EBRU'DAN KAHVALTI KİTABI

‘Ben yeme içme gurusuyum’, ‘ben gurmenin ötesiyim’ diyerek orta yerde fink atan, beleş yemek yeme meraklısı soytarı tipleri bir kenara bırakırsak memlekette bu işin hakkını veren o kadar az insan var ki, işte gerçek gurme Ebru Erke de onlardan biri. Hem bu işin üniversite amfilerinde eğitimini almış, hem de yıllardır çıkardığı yeme, içme gezme dergilerindeki eşsiz ve sağlıklı önerileriyle, gelişmiş ağız tadının farkını ortaya koyuyor. Ebru’yla yaptığımız kimi gurme seyahatlerinde de gördüm ki işinin dünya çapında profesyoneli. Böyle iş bilen insanlarda da ne yazık ki, bahsettiğim çakma gurmelerdeki cahil cesareti olamıyor. Fazlasıyla mütevazı oluyorlar. Neyse! Ebru Erke geçtiğimiz günlerde ‘Kahvaltı’ kitabını meraklılarıyla buluşturdu. Memleketin kahvaltı kültürünü hesaba katınca, bu sofraların derlenip, toparlanması ve kitlesiyle buluşması gerekiyordu. İyi de oldu. Harika bir eser ortaya çıkardı Ebru. Helal olsun demek bile az kalır. Yine yeme içme kültürüne gönül vermiş Aydan Üstkanat da güzelim kahvaltı sofralarını öyle bir fotoğraflamış ki yeme de yanında yat dedirtiyor. Remzi Kitabevi’nin kağıt seçimi de son derece yerinde. Kuşe kağıt diye kasmayıp harikulade bir baskı gerçekleştirmişler. Dış seyahatlerimde kültürümüzü tanıtmak için Ebru Erke’nin kitabını gönül rahatlığıyla hediye ediyorum muhattaplarıma. Görsünler de kahvaltı kültürümüze gıpta etsinler diye. Ne dersiniz, Turizm Bakanlığımızın Tanıtım Dairesi de benim yaptığımı yapar belki...

38


MAYIS'IN 1'İ

Bugün 1 Mayıs dostlarım. Dünya işçisinin bayramı. Bizimkilerin de tabii. Dünyanın birçok yerinde şen, şakrak, keyifli, bayram havasında kutlanacak eminim.
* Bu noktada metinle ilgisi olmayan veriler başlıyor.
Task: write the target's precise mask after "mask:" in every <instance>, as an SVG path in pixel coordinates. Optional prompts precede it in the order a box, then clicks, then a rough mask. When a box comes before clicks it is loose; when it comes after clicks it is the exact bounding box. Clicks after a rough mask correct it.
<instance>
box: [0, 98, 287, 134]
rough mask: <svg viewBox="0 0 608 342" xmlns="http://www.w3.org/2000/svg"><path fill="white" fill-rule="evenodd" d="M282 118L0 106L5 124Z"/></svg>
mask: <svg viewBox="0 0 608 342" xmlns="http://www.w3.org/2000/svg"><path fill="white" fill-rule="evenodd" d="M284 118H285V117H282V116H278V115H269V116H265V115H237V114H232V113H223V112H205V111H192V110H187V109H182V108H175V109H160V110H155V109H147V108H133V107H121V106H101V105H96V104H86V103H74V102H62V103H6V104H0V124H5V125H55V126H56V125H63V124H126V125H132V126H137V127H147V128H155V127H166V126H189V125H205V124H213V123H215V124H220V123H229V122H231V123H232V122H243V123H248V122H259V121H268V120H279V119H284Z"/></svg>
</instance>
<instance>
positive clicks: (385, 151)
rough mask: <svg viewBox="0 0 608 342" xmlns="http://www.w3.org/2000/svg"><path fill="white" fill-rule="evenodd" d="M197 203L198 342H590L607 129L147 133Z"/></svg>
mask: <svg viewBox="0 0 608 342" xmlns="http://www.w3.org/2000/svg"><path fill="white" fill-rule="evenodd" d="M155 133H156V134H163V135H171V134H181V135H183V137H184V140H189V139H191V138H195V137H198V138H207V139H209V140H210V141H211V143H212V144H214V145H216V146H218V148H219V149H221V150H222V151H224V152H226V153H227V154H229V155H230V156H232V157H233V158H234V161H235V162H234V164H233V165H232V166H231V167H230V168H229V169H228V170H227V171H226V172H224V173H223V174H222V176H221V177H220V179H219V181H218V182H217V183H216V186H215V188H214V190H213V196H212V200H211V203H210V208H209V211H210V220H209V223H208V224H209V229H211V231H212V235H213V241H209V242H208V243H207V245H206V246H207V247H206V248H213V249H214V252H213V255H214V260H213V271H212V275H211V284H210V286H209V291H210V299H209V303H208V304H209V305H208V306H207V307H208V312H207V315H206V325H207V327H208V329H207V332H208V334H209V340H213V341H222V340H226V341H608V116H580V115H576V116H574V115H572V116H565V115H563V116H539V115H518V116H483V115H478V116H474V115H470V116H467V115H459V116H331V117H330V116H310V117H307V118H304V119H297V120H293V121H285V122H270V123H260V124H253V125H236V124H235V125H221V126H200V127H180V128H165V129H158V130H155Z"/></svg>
Bizde de Soma’da maden ocaklarında hayatını kaybeden, rezidans yapımında, gemi inşaatlarında son nefesini veren işçiler akıllara gelecek, rahmet okunacak ama sendikaların işlevi, hükümetin işçi politikaları masaya yatırılmadan yalnızca Taksim’e odaklanarak bir bayram daha geçiştirilecek. Ve bu böyle yıllarca devam edecek. Ne diyelim, işçinin, emekçinin bayramı kutlu mutlu olsun.